Vermutet wurde ein Friedhof, der auf 1380 zurückdatiert wird, eine Zeit in der Juden nach Pogromen wieder nach Zürich zurückkehren durften. Die Gräber hätten sich in einer Tiefe von 5 bis 7 Meter unter dem Boden befinden sollen.

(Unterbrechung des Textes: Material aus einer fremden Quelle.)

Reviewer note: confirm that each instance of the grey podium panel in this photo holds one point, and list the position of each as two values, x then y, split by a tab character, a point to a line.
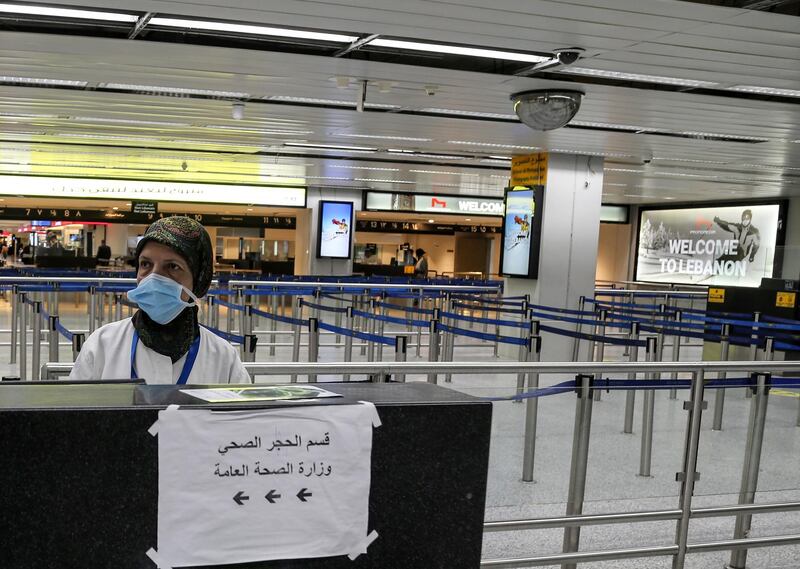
79	484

Im vergangenen Winter demonstrierten deshalb über hundert Rabbis vor dem Schweizer Generalkonsulat in New York. Dabei waren auch Vertreter der Organisation "Asra Kadisha", die sich seit bald 50 Jahren für die Bewahrung jüdischer Friedhöfe einsetzt.

Sie argumentierten, dass Gräber nach streng jüdischem Glauben nicht umgebettet werden dürften. Vertreter der Stadt sowie regionale jüdische Vertreter waren aber der Meinung, dass eine "respektvolle Umbettung" durchaus möglich sei.

Reste aus der Pfahlbauer-Zeit

Die ganze Aufregung war offenbar umsonst: Wie die Stadt am Mittwoch mitteilte, wurden in der Baugrube keine Überreste eines Friedhofes gefunden. Es gebe auch keine archäologischen Hinweise darauf.

Gefunden wurden stattdessen Keramikstücke aus der Zeit der Pfahlbauer sowie Überreste einer barocken Befestigungsanlage aus dem 17. Jahrhundert. Freigelegt wurden zudem Fundamente von Wachhäuschen, Bodenpflästerungen sowie Reste des Wolfbach-Bassins aus dem 19. Jahrhundert.

Der Aushub für den Erweiterungsbau ist mittlerweile fast beendet. Rund 60'000 Kubikmeter Erde wurden herausgeholt. Weil zwei Geschosse des neuen Kunsthaus-Baus unterirdisch sind, musste bis zu vierzehn Meter tief gegraben werden.